Indice Glicemico: Un Parametro Chiave
L’indice glicemico è un parametro che indica l’impatto che i carboidrati ingeriti hanno sugli zuccheri presenti nel sangue. Esistono vari tipi di carboidrati negli alimenti. È la fibra, sostanza di origine vegetale che non può essere assorbita dall’intestino, a limitare e rallentare il rilascio di zuccheri nel sangue.
Alimenti ad Alto e Basso Indice Glicemico
Hanno alto indice glicemico lo zucchero da cucina, lo sciroppo di glucosio e di mais, tutte sostanze ampiamente presenti nei biscotti e nei prodotti da forno industriali. Particolare attenzione va rivolta alla farina di riso. Il riso, specie quello bianco corto tipico delle cucine asiatiche, andrebbe sostituito con quello lungo e integrale.

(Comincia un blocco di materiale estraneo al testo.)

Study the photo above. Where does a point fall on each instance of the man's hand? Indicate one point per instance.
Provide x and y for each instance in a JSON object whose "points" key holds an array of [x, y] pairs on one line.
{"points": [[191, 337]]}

Riguardo ai cereali, hanno un indice glicemico più basso quelli a base di farine integrali. Meglio, quindi, pane e pasta integrali. Quando si mangia la pasta, meglio quella lunga (spaghetti) e al dente. Quando si fa il minestrone, meglio acquistare quello verde, senza zucca, patate e carote.
Hanno indice glicemico basso tutti i legumi e, tra la frutta, meglio arance, fragole e albicocche.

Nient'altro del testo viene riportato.